Pervious studies have also shown an abundance of H3K4me3 and H3K9ac14 at the Kiss1 promoter in prepuberty is associated with the loss of PcG inhibition [32, 47]. In particular, the TrxG (Trithorax group) complex, which antagonizes PcG proteins, catalyzes H3K4me3 and facilitates H3 acetylation. Some evidence indicates the TrxG complex is involved in the control of puberty, for example, CHD7 mutations result in hypothalamic hypogonadism in humans [48]. In particular, the TrxG complex may activate puberty-associated genes by post-translationally modifying histones during the onset of puberty [47]. However, we found no link between the TrxG complex and DNA methylation in our study.
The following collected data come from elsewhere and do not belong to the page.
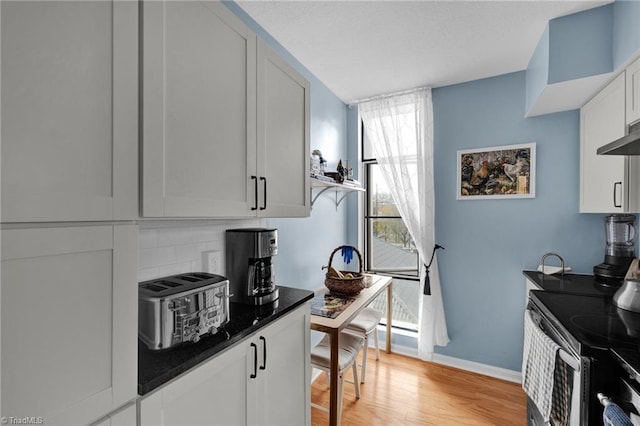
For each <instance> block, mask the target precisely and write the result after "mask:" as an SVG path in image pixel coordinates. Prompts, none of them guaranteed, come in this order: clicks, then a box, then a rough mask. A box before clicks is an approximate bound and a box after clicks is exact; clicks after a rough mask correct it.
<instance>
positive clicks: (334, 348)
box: [329, 330, 340, 426]
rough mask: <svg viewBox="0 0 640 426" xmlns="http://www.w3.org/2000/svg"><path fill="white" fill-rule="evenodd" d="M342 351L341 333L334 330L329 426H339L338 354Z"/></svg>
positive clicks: (329, 400) (338, 366)
mask: <svg viewBox="0 0 640 426" xmlns="http://www.w3.org/2000/svg"><path fill="white" fill-rule="evenodd" d="M339 349H340V332H339V331H338V330H333V331H332V332H331V370H330V377H331V379H330V381H331V382H330V388H329V426H338V398H339V397H340V395H338V375H339V368H340V367H339V365H338V353H339Z"/></svg>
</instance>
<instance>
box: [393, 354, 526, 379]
mask: <svg viewBox="0 0 640 426" xmlns="http://www.w3.org/2000/svg"><path fill="white" fill-rule="evenodd" d="M392 350H393V353H397V354H400V355H405V356H410V357H412V358H418V350H417V349H415V348H408V347H405V346H399V345H398V346H393V348H392ZM431 362H433V363H436V364H442V365H446V366H449V367H454V368H458V369H460V370H465V371H470V372H472V373H477V374H482V375H484V376H489V377H495V378H496V379H501V380H507V381H509V382H514V383H522V373H521V372H520V371H514V370H507V369H506V368H500V367H494V366H492V365H487V364H481V363H479V362H474V361H467V360H464V359H460V358H454V357H451V356H447V355H440V354H436V353H434V354H433V360H431Z"/></svg>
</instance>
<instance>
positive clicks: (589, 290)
mask: <svg viewBox="0 0 640 426" xmlns="http://www.w3.org/2000/svg"><path fill="white" fill-rule="evenodd" d="M524 274H525V276H526V277H527V278H528V279H529V280H530V281H533V282H535V283H536V285H537V287H539V288H541V289H542V290H533V291H531V292H529V298H528V303H527V310H529V311H531V312H532V317H533V318H535V319H536V324H537V325H538V326H539V327H540V328H541V329H542V330H543V331H544V332H545V334H546V335H547V336H549V337H551V338H552V339H553V340H554V341H555V342H556V343H557V344H558V345H559V346H560V348H561V349H560V350H561V352H564V353H563V354H562V355H563V357H564V359H566V360H567V361H568V362H567V364H568V365H571V366H572V368H573V370H574V380H573V388H572V395H571V401H572V404H571V413H570V416H569V419H568V421H567V424H569V425H574V424H575V425H602V406H601V404H600V402H599V400H598V397H597V394H598V393H600V392H602V393H605V394H607V395H610V396H612V398H613V399H614V400H616V401H615V402H617V403H619V405H624V406H625V409H626V410H627V412H629V413H630V414H632V413H633V410H634V409H633V408H632V407H630V406H627V405H626V404H625V400H626V399H630V398H629V396H628V395H623V394H628V391H629V389H628V387H629V386H630V387H631V388H632V389H631V390H633V388H636V387H637V388H640V385H638V383H633V382H634V380H628V379H629V371H632V370H633V369H634V368H635V369H636V371H637V372H640V314H637V313H632V312H629V311H625V310H622V309H620V308H618V307H616V306H615V305H614V304H613V303H612V295H613V293H615V290H616V288H615V287H605V286H602V285H600V284H598V283H597V282H595V280H594V279H593V277H591V276H588V275H576V274H571V275H566V276H565V277H547V276H545V277H541V276H540V275H541V274H539V273H537V272H532V271H525V273H524ZM622 366H624V369H623V367H622ZM629 382H631V383H629ZM636 385H638V386H636ZM623 389H624V390H625V392H623V391H622V390H623ZM527 413H528V424H529V425H538V424H543V421H542V416H541V415H540V413H539V412H538V411H537V409H536V408H535V405H534V404H533V403H532V402H531V401H530V400H529V404H528V408H527Z"/></svg>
The involvement of post-translational modification of histones in the control of puberty onset is a future direction of our research.

We applied GO and KEGG pathway analysis of the DMRs in prepuberty and puberty. We found the vasopressin-regulated water reabsorption pathway was the most enriched in these pathways. Vasopressin is released due to high salt could,and could activate vasopressin receptors expressed on neurons that release kisspeptin in the anteroventral periventricular nucleus. This could stimulated GnRH and LH secretion, which affect puberty onset [49,50,51,52,53]. Regardless of whether the methylated regions were in the promoter or CGI, they are related to the GnRH signaling pathway (Gnas and Itpr2), and the key role of GnRH in puberty is well established [54]. In CGI, the methylated regions were linked to the oocyte meiosis signaling pathway (Itpr2).Although the methylation of Gnas and Itpr2 were different, the expression level showed no significance from prepuberty to puberty, indicating the correclation between methylation levels yaries, which is consistent with previous studies [55,56,57]. Indeed, the role of Gnas and Itpr2 in the onset of puberty requires further study.
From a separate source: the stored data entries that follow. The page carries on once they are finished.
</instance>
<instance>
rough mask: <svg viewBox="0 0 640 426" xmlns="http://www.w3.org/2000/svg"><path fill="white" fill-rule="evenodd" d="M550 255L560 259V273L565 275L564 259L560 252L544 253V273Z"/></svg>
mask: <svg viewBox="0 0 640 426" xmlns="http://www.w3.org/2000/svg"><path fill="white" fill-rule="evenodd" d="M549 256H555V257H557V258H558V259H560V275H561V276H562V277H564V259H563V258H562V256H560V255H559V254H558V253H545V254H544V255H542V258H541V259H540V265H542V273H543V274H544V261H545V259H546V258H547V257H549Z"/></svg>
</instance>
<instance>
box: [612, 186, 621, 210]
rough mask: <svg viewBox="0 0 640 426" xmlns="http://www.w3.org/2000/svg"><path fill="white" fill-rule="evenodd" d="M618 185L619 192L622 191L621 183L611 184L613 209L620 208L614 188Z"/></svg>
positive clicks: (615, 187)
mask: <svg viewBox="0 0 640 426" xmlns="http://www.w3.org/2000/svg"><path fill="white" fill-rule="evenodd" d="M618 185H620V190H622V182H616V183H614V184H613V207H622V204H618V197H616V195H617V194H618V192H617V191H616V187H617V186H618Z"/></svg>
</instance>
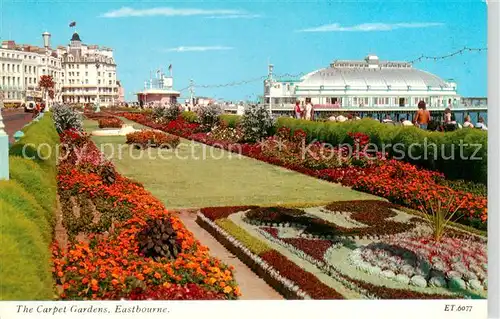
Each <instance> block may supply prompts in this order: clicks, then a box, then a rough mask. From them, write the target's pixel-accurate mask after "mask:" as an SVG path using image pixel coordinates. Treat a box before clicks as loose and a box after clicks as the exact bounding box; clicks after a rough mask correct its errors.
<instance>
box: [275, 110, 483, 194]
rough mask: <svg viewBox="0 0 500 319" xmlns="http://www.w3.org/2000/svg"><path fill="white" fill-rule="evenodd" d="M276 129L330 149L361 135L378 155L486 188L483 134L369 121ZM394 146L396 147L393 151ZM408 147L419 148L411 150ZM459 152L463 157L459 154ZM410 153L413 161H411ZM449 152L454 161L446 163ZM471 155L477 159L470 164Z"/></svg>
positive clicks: (410, 149) (447, 160) (294, 125)
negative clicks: (478, 182)
mask: <svg viewBox="0 0 500 319" xmlns="http://www.w3.org/2000/svg"><path fill="white" fill-rule="evenodd" d="M276 127H277V129H280V128H282V127H287V128H289V129H290V130H291V131H292V133H293V132H294V131H296V130H299V129H301V130H303V131H305V132H306V133H307V141H308V142H311V141H314V140H315V141H319V142H324V143H329V144H332V145H339V144H342V143H347V142H350V141H351V140H350V139H349V137H348V133H349V132H359V133H364V134H367V135H368V136H369V137H370V140H371V142H372V143H374V144H375V145H376V146H377V147H378V149H379V150H380V151H382V150H384V147H385V150H386V151H387V154H388V155H389V156H398V159H399V158H401V159H403V160H404V161H407V162H410V163H413V164H416V165H419V166H422V167H425V168H428V169H435V170H438V171H440V172H442V173H444V174H445V175H446V177H447V178H449V179H465V180H471V181H476V182H480V183H483V184H486V180H487V139H488V133H487V132H485V131H482V130H466V129H463V130H456V131H453V132H447V133H442V132H429V131H424V130H421V129H418V128H416V127H398V126H389V125H386V124H382V123H380V122H378V121H375V120H371V119H363V120H359V121H347V122H343V123H331V122H313V121H306V120H297V119H291V118H284V117H283V118H279V119H278V121H277V123H276ZM397 143H399V146H398V147H395V145H396V144H397ZM433 144H435V146H434V145H433ZM461 144H462V145H461ZM411 145H421V146H422V147H416V146H412V147H411V148H410V146H411ZM425 149H426V150H427V152H425ZM461 149H462V154H463V156H462V155H461V154H460V152H461ZM410 150H411V152H412V155H413V158H414V159H412V158H411V157H410V154H409V153H410ZM452 150H454V154H455V156H454V158H453V159H447V158H449V157H450V154H451V152H452ZM472 155H475V156H476V157H477V158H480V159H479V160H471V159H470V158H471V157H472Z"/></svg>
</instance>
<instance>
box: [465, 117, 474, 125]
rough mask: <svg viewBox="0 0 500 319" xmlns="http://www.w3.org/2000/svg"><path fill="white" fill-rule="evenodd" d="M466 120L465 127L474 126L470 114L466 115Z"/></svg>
mask: <svg viewBox="0 0 500 319" xmlns="http://www.w3.org/2000/svg"><path fill="white" fill-rule="evenodd" d="M464 120H465V121H464V125H463V127H464V128H474V124H472V121H471V120H470V115H466V116H465V119H464Z"/></svg>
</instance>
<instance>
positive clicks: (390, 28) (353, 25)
mask: <svg viewBox="0 0 500 319" xmlns="http://www.w3.org/2000/svg"><path fill="white" fill-rule="evenodd" d="M442 25H444V24H443V23H440V22H406V23H362V24H357V25H353V26H347V27H343V26H341V25H340V24H339V23H334V24H327V25H322V26H319V27H316V28H309V29H303V30H299V31H300V32H355V31H357V32H370V31H392V30H397V29H418V28H430V27H438V26H442Z"/></svg>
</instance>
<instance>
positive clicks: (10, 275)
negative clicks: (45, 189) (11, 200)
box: [0, 200, 54, 300]
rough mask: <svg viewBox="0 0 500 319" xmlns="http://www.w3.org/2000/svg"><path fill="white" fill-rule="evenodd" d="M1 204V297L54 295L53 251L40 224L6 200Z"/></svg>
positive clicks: (17, 296) (0, 245) (39, 299)
mask: <svg viewBox="0 0 500 319" xmlns="http://www.w3.org/2000/svg"><path fill="white" fill-rule="evenodd" d="M0 207H1V211H2V214H1V215H0V232H1V233H2V237H1V244H0V260H2V266H1V267H0V299H1V300H50V299H52V298H53V297H54V291H53V287H54V284H53V279H52V271H51V261H50V257H51V255H50V250H49V245H47V242H46V241H45V240H44V239H43V236H42V235H41V232H40V228H39V226H38V225H37V224H36V223H35V222H33V221H30V220H29V219H27V218H26V217H25V216H24V215H23V213H22V212H20V211H19V210H18V209H16V208H14V207H13V206H11V205H9V204H7V203H6V202H4V201H3V200H0Z"/></svg>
Except for Gnas and Itpr2, we found that more than one differentially methylated gene was involved in a wide range of signaling pathways, including cellular processes, biological processes, biological regulation, cells and cell components; these are all closely related to growth and development. These results also indicate that the onset of puberty involves multiple signaling pathways simultaneously, and these signaling pathways could have crosstalk interactions. This further confirms the complexity and multifaceted nature of the regulatory mechanisms of puberty. Exactly which gene silencing or activation pathway plays a regulatory role in puberty onset, and their regulatory mechanisms, requires further screening and verification.
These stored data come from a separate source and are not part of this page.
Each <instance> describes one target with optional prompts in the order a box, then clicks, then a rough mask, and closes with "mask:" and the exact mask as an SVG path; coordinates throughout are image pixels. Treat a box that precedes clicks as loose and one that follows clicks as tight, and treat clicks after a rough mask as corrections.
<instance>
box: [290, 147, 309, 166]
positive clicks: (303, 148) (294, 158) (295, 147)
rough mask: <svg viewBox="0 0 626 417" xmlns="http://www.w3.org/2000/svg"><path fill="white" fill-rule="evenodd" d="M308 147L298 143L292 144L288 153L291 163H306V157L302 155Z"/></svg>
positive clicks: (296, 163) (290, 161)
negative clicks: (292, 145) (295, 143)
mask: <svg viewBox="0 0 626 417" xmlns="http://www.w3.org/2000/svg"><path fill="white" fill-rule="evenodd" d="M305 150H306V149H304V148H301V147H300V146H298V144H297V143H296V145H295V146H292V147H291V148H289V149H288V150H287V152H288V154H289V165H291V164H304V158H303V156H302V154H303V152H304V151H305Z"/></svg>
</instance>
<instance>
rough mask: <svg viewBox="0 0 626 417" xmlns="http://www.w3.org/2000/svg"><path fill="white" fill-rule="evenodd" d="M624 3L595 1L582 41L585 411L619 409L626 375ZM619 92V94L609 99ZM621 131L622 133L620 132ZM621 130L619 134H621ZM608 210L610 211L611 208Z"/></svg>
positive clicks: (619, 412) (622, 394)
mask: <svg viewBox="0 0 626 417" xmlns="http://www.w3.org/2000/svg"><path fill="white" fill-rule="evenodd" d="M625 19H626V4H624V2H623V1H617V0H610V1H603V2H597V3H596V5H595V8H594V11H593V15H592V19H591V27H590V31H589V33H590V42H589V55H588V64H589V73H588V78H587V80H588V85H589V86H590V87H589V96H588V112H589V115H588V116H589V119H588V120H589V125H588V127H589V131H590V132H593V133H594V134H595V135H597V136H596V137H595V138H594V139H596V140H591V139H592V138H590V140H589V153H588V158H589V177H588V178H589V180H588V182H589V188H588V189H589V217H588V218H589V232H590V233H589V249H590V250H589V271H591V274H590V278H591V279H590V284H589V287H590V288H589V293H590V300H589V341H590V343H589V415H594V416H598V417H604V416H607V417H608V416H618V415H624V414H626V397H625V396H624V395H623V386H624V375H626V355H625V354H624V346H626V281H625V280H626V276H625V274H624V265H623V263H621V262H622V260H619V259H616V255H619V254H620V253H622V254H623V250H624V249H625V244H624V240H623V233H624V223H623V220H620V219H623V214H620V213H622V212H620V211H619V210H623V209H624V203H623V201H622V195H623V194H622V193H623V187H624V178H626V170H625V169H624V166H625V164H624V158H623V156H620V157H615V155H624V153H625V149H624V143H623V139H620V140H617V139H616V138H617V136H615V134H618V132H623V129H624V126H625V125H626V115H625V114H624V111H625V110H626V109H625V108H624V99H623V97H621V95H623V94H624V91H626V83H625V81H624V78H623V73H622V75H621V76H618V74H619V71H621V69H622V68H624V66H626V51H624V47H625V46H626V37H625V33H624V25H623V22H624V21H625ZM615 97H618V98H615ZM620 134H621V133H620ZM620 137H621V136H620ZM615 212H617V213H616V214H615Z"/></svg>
The puberty onset of the male is different from the female, and only female rats were examined in the manuscript. The differences between males and females will be solved in a future study. In addition, there was DNA methylation change in prepubertal and pubertal female samples. However, our data is not sufficient to prove that DNA methylation regulation onset of puberty, because so many factors can influence the epigenetic change, such as estrogen [58]. We will be exploring what specific factors cause this methylation changes and whether this changes can be used as a marker to indicate the puberty onset in the future research.

Conclusions

Our results demonstrate changes in DNA methylation occur from prepubertal to puberty in rats, suggesting that DNA methylation may play a crucial role in the regulation of puberty onset. The study provides essential information for future studies of the role of epigenetics in puberty.